Before issuing a certificate, the CA carries out certain security checks (=validations) for the website and the website owner, as follows:
  • When the CA only verifies the domain before issuing a certificate, it is called Domain-Control Validation (DV). As you would expect, this is the lowest level of security certificate. The CA, in this case, tells the web browser of the user: "I have checked the domain of this website. The domain is an actual domain and not a duplicate or fake or phishing domain. The data flow between this website and a web browser will be encrypted and secure." So, a domain can have this certificate even if it belongs to a criminal or fraudster.
  • In the next level of security check, the CA checks whether the organization or individual behind the website/ domain is genuine. This is called Organization Validation (OV).
  • When the website/ domain needs the strongest level of security, it would install Extended Validation (EV) certificate. In that case, the CA makes rigorous checks of the owner's identity. Only a highly trustworthy owner can get such a security certificate. Banks and other websites that deal with money and online transactions must have this level of security.
See the picture below. It shows how Google Chrome's address bar shows 4 different types of security levels (HTTP only and three HTTPS levels). The lower portion in each case is the small window that opens after clicking on the lock before the URL. (Other web browsers have more or less similar ways of depicting the level of HTTPS security.)

what is HTTPS

The first URL shown above belongs to a domain with HTTP, not HTTPS prefix. Look at the lock before the URL: it has been crossed. The second one has HTTPS certificate and therefore there is a lock preceding the URL, but some entities (e.g. images) on the website are not contained behind HTTPS security, so it gives a warning. The third URL is a common website with HTTPS security. The fourth one belongs to a bank's website. It has a lock as well as the name of the verified owner.

To make things clear again: if an HTTPS-enabled website has SSL/ TLS certificate with only domain validation, the domain can be trusted as genuine but its owner could himself be of doubtful credentials. So, sites with HTTPS certification of the first type could still be malicious. Moreover, criminals could use HTTPS-enabled websites, such as blogs, where third-party content is allowed. 

There could also be rogue or corrupted certificates getting issued or the same certificate getting used for a good and many bad sites. Some such cases have appeared in the press.

So, for confidential/ monetary transactions, you must be sure that the website uses a higher level of certification - seen with padlock. and company's name before the URL. Do not share confidential information such as credit card CVV on websites that do not have the top level security.

[Update: Starting with Google Chrome, browsers are likely to dispense with the padlock icon for HTTPS from 2022, as over 90 percent of websites now have HTTPS security.]

How to install SSL certificate on your website?

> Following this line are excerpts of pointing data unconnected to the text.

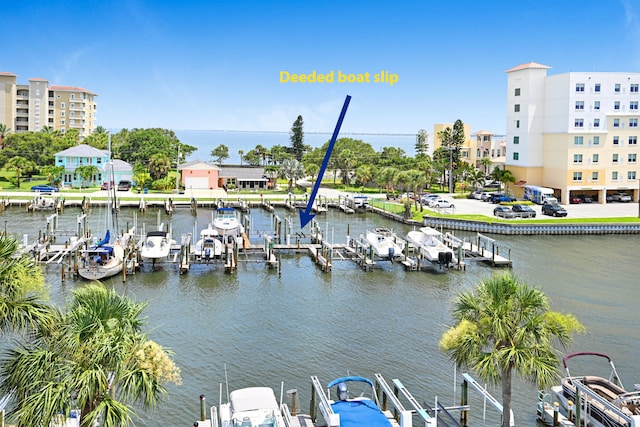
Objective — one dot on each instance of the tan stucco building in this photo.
(32, 106)
(575, 132)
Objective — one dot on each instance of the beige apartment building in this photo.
(30, 107)
(479, 145)
(576, 132)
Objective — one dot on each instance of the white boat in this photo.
(604, 401)
(432, 248)
(209, 245)
(251, 407)
(385, 243)
(43, 201)
(227, 224)
(156, 245)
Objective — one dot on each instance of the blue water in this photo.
(268, 328)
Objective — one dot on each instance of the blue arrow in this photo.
(306, 215)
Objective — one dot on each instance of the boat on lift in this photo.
(209, 245)
(385, 243)
(227, 223)
(430, 243)
(607, 402)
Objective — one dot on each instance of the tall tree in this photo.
(159, 166)
(422, 144)
(506, 326)
(292, 170)
(20, 165)
(220, 153)
(4, 131)
(297, 139)
(97, 354)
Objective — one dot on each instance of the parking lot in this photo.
(581, 210)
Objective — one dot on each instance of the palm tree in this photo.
(4, 131)
(96, 358)
(292, 170)
(505, 325)
(22, 290)
(485, 162)
(159, 165)
(20, 164)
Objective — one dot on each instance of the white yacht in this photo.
(209, 245)
(385, 243)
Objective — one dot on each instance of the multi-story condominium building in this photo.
(575, 132)
(37, 104)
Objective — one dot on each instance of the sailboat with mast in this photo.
(105, 259)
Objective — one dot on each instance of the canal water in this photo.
(266, 328)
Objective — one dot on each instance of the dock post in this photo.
(203, 409)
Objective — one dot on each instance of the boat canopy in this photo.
(351, 378)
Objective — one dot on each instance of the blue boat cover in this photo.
(360, 413)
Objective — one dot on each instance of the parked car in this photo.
(575, 199)
(524, 211)
(502, 211)
(553, 210)
(442, 203)
(45, 188)
(107, 185)
(499, 198)
(486, 196)
(124, 185)
(621, 197)
(429, 198)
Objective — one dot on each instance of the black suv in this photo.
(124, 186)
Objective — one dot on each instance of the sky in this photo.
(217, 65)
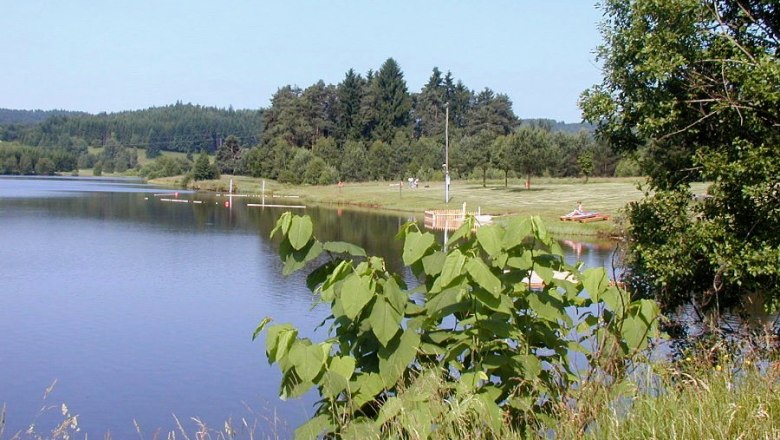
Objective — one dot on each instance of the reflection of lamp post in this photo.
(447, 153)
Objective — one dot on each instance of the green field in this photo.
(548, 198)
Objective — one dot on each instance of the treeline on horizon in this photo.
(367, 127)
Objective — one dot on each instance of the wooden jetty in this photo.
(452, 219)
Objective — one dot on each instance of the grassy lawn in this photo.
(548, 198)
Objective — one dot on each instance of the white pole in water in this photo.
(231, 192)
(447, 153)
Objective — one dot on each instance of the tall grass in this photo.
(736, 402)
(700, 402)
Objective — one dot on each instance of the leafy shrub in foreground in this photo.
(474, 317)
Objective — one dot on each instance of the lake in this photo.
(141, 309)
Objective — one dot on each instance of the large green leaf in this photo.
(308, 360)
(356, 292)
(433, 263)
(524, 261)
(365, 387)
(638, 324)
(416, 246)
(482, 275)
(344, 366)
(385, 320)
(300, 231)
(444, 303)
(296, 259)
(395, 296)
(453, 267)
(283, 224)
(595, 282)
(529, 364)
(278, 341)
(396, 356)
(340, 247)
(314, 427)
(517, 230)
(545, 307)
(491, 238)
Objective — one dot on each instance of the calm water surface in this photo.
(141, 309)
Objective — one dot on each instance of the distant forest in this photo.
(367, 127)
(9, 116)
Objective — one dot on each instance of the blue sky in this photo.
(132, 54)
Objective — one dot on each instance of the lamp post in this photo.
(447, 153)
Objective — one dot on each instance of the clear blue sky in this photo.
(132, 54)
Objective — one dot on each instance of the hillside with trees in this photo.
(178, 127)
(367, 127)
(9, 116)
(702, 98)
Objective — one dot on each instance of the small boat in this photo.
(584, 217)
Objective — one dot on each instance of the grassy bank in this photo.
(548, 198)
(710, 402)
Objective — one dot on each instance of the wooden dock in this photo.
(584, 218)
(452, 219)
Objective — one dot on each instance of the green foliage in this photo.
(204, 169)
(165, 166)
(474, 319)
(697, 82)
(179, 127)
(585, 163)
(16, 159)
(228, 156)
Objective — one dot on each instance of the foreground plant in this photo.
(513, 350)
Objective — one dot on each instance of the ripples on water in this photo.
(140, 309)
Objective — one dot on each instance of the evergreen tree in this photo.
(430, 108)
(350, 93)
(393, 101)
(203, 169)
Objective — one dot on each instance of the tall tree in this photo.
(350, 93)
(491, 113)
(430, 108)
(698, 81)
(393, 102)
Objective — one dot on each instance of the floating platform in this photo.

As explained above, for HTTPS security on your website, you need to get an SSL certificate. Most Certification Agencies give it at a price, and some have started giving the DV level of certificate free too.
An SSL certificate also comes bundled with expensive web hosting packages. On base level packages, even if they provide HTTPS free, it usually becomes a paid certificate when you renew the hosting plan.

For getting HTTPS, you have to apply for the certificate, and after some formalities and checks, the Certification Agency gives you the desired certificate. It involves installing the certificate on the web server where the website is hosted. On every web host platform, there is a straightforward procedure to install the certificate. 

The certificate needs to be renewed periodically.

LetsEncrypt is a fully-dependable FREE SSL certificate. For a normal website (on which you do not do monetary transactions or share confidential details), this basic certificate is good enough.

By the way, if your blog is on Wordpress, Blogger, Tumblr or Medium free blogging platform, you need not bother about HTTPS security. On Wordpress, etc it comes automatically while on Blogger, there is an option to go for HTTPS (Go to Settings> HTTPS Redirect).